Joshua C. Colp [Wed, 17 Jun 2020 08:58:44 +0000 (05:58 -0300)]
res_pjsip_session: Preserve label on incoming re-INVITE.
When a re-INVITE is received we create a new set of
streams that are then swapped in as the active streams.
We did not preserve the SDP label from the previous
streams, resulting in the label getting lost.
This change ensures that if an SDP label is present
on the previous stream then it is set on the new stream.
Joshua C. Colp [Wed, 3 Jun 2020 16:47:42 +0000 (13:47 -0300)]
core_unreal / core_local: Add multistream and re-negotiation.
When requesting a Local channel the requested stream topology
or a converted stream topology will now be placed onto the
resulting channels.
Frames written in on streams will now also preserve the stream
identifier as they are queued on the opposite channel.
Finally when a stream topology change is requested it is
immediately accepted and reflected on both channels. Each
channel also receives a queued frame to indicate that the
topology has changed.
Joshua C. Colp [Mon, 8 Jun 2020 11:27:53 +0000 (08:27 -0300)]
res_rtp_asterisk: Don't assume setting retrans props means to enable.

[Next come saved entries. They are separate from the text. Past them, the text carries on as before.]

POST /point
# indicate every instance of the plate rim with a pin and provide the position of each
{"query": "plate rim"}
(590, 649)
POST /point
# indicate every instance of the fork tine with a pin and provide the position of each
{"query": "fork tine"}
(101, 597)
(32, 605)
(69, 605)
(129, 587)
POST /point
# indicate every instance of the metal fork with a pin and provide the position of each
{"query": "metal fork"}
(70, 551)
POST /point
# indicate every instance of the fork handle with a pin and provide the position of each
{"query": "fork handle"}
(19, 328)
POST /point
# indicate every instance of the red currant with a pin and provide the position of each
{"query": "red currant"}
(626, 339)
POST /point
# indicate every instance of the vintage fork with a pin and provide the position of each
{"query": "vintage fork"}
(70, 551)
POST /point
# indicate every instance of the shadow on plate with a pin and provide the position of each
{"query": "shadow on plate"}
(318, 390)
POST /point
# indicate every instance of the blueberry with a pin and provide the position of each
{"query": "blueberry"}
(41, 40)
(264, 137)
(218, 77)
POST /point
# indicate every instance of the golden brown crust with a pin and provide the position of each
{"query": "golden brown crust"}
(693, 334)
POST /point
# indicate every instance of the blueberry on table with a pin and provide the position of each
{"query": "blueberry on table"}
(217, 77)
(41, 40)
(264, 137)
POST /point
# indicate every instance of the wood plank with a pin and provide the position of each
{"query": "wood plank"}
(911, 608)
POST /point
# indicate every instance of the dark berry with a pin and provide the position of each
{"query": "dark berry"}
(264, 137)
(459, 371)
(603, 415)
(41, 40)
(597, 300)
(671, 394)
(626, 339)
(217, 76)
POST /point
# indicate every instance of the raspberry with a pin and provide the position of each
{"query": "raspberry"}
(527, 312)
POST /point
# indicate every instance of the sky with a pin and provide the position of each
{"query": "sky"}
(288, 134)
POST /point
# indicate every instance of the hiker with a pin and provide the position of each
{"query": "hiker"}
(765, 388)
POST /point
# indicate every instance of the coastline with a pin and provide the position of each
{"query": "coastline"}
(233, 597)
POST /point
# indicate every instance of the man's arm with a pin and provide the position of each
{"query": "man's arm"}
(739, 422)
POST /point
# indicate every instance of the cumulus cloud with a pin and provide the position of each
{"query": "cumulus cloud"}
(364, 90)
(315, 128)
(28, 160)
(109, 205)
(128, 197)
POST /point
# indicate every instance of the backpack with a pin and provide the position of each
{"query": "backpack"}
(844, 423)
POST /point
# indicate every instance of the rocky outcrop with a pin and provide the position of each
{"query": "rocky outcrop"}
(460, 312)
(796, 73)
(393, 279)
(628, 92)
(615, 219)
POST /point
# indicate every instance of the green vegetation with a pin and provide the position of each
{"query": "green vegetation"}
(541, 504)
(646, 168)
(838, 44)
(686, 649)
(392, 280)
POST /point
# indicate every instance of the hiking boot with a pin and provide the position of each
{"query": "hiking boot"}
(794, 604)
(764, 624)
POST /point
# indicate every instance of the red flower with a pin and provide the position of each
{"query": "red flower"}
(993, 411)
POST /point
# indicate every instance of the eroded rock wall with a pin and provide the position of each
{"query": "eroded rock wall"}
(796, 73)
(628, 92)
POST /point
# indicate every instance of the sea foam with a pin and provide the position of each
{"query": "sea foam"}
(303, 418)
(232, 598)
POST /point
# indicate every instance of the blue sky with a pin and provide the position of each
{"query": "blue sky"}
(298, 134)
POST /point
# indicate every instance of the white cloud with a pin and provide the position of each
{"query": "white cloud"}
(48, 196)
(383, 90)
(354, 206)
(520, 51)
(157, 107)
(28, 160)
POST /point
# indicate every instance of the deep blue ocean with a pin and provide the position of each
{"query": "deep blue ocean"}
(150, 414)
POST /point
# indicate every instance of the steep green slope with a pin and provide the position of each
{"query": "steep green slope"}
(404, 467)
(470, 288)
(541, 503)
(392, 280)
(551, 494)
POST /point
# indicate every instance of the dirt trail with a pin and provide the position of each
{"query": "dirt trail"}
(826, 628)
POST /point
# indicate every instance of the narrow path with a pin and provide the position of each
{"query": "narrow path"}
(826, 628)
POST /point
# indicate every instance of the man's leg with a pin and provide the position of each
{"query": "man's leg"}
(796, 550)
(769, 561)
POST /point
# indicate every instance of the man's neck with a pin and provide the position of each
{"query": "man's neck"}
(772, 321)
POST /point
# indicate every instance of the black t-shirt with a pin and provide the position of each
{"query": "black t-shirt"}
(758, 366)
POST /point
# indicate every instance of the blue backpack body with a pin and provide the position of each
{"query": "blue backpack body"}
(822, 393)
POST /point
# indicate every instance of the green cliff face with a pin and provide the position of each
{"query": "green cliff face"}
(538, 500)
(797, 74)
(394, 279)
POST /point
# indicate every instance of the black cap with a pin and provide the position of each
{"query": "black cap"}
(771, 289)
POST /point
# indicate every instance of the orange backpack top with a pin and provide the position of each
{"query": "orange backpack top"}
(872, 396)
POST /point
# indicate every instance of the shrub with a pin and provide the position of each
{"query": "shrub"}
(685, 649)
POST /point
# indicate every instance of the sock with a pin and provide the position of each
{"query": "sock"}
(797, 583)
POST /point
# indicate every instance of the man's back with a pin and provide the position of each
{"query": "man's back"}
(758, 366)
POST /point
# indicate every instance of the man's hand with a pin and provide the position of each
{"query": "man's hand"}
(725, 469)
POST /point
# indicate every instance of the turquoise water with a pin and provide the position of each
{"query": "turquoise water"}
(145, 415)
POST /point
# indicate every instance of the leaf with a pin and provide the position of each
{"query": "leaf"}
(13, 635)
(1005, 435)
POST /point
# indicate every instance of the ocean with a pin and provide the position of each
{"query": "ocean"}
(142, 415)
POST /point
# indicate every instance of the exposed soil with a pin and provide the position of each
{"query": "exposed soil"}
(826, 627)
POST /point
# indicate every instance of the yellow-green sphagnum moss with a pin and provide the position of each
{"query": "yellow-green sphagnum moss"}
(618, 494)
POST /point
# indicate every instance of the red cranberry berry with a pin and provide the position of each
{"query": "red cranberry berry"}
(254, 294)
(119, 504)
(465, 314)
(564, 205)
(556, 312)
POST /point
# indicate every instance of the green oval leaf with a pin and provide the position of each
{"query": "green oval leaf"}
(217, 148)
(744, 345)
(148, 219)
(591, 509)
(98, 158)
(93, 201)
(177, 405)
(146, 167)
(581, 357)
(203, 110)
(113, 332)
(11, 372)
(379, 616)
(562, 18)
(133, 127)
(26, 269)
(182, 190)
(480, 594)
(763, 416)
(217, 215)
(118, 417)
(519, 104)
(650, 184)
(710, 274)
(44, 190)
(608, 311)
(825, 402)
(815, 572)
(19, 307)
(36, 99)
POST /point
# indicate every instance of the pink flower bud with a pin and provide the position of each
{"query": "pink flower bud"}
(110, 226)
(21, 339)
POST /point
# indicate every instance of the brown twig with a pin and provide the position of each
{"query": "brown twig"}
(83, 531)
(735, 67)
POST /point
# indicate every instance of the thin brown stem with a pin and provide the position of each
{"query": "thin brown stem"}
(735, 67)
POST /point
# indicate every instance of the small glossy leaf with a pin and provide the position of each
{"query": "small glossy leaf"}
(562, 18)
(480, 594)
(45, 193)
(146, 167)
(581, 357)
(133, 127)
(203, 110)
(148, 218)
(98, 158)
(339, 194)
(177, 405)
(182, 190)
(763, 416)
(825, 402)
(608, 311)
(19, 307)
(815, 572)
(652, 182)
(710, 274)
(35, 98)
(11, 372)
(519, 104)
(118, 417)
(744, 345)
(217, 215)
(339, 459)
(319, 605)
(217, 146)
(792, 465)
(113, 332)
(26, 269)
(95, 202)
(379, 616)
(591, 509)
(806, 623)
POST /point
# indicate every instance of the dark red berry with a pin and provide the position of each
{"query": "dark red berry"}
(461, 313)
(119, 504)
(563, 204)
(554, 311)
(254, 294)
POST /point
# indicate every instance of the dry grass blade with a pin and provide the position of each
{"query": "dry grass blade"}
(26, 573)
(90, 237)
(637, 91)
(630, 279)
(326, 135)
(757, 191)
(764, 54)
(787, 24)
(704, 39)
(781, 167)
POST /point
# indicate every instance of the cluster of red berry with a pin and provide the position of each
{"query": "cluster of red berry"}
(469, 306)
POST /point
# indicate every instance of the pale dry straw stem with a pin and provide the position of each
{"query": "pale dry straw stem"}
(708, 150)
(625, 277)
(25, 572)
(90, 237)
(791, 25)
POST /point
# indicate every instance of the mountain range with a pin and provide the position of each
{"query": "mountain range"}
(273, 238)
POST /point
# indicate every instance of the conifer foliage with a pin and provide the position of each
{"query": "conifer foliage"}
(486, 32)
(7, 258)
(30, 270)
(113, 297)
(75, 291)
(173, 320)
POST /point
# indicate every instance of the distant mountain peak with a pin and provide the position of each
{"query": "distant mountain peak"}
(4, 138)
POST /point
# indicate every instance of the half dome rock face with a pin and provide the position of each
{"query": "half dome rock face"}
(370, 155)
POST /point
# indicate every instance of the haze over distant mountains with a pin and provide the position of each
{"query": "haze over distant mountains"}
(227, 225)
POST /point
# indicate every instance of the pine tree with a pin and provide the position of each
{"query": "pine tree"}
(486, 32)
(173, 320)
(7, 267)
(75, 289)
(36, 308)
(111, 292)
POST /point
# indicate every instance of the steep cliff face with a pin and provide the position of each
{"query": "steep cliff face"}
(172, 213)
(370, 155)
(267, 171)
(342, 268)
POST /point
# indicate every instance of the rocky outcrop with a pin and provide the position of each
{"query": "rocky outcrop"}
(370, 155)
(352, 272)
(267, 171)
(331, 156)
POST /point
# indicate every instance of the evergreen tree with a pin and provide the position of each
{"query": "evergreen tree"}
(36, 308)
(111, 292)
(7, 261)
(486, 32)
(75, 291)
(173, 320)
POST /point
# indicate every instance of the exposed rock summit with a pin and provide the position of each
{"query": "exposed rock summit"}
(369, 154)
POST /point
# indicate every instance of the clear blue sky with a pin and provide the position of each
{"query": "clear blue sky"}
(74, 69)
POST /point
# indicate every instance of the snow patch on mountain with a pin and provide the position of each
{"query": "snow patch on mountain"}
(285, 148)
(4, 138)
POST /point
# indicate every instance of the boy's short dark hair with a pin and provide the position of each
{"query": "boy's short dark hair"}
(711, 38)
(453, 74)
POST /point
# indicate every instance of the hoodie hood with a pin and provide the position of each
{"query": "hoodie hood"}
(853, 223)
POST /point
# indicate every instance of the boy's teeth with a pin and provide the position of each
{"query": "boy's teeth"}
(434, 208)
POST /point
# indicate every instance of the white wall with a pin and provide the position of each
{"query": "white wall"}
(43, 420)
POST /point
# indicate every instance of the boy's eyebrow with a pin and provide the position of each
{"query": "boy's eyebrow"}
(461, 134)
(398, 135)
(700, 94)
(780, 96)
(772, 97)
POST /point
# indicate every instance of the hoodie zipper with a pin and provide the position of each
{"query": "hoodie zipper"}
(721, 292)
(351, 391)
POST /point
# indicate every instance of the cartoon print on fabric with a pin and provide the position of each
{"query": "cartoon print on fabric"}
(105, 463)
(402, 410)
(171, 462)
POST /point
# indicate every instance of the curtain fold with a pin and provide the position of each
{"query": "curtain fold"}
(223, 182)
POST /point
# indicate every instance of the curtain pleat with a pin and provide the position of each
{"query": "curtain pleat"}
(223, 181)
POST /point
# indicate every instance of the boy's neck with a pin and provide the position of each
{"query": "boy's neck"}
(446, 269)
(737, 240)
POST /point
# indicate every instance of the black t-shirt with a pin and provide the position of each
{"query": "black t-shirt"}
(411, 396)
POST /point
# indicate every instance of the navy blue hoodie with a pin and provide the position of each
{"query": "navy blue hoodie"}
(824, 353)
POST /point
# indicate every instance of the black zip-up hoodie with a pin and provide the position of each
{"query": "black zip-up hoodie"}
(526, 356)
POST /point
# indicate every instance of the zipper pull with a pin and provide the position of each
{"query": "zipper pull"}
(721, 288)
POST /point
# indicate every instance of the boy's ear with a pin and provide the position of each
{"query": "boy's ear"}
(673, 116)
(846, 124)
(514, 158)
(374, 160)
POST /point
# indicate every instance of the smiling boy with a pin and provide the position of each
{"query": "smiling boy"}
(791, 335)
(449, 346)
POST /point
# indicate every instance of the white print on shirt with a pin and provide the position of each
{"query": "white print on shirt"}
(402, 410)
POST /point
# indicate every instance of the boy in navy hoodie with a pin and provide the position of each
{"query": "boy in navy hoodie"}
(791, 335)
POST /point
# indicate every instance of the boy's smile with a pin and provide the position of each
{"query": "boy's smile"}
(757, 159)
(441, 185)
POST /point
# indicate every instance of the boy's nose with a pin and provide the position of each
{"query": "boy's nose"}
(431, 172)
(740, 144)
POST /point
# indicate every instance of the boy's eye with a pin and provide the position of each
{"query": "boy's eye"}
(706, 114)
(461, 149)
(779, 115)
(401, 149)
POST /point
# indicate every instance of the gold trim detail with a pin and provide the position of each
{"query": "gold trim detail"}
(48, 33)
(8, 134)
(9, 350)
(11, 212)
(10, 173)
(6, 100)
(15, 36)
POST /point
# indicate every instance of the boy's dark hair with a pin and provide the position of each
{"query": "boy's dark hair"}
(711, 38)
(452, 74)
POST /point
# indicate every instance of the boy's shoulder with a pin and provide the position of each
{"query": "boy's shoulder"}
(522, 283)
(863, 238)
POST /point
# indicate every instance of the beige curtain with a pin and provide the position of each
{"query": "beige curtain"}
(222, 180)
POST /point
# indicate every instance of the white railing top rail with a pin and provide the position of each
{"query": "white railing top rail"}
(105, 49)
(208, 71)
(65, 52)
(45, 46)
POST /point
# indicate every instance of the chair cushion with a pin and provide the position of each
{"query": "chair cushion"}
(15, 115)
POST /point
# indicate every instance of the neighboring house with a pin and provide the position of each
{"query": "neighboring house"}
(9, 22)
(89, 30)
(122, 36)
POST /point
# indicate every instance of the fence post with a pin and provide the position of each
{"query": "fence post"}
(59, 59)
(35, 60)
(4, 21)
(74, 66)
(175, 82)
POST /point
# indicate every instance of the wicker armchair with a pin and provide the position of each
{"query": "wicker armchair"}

The "value" passed in when setting an RTP property determines
whether it should be enabled or disabled. The RTP send and
receive retrans props did not examine this to know if the
buffers should be enabled. They assumed they always should be.
This change makes it so that the "value" passed in is
respected.
Joshua C. Colp [Wed, 10 Jun 2020 17:11:16 +0000 (14:11 -0300)]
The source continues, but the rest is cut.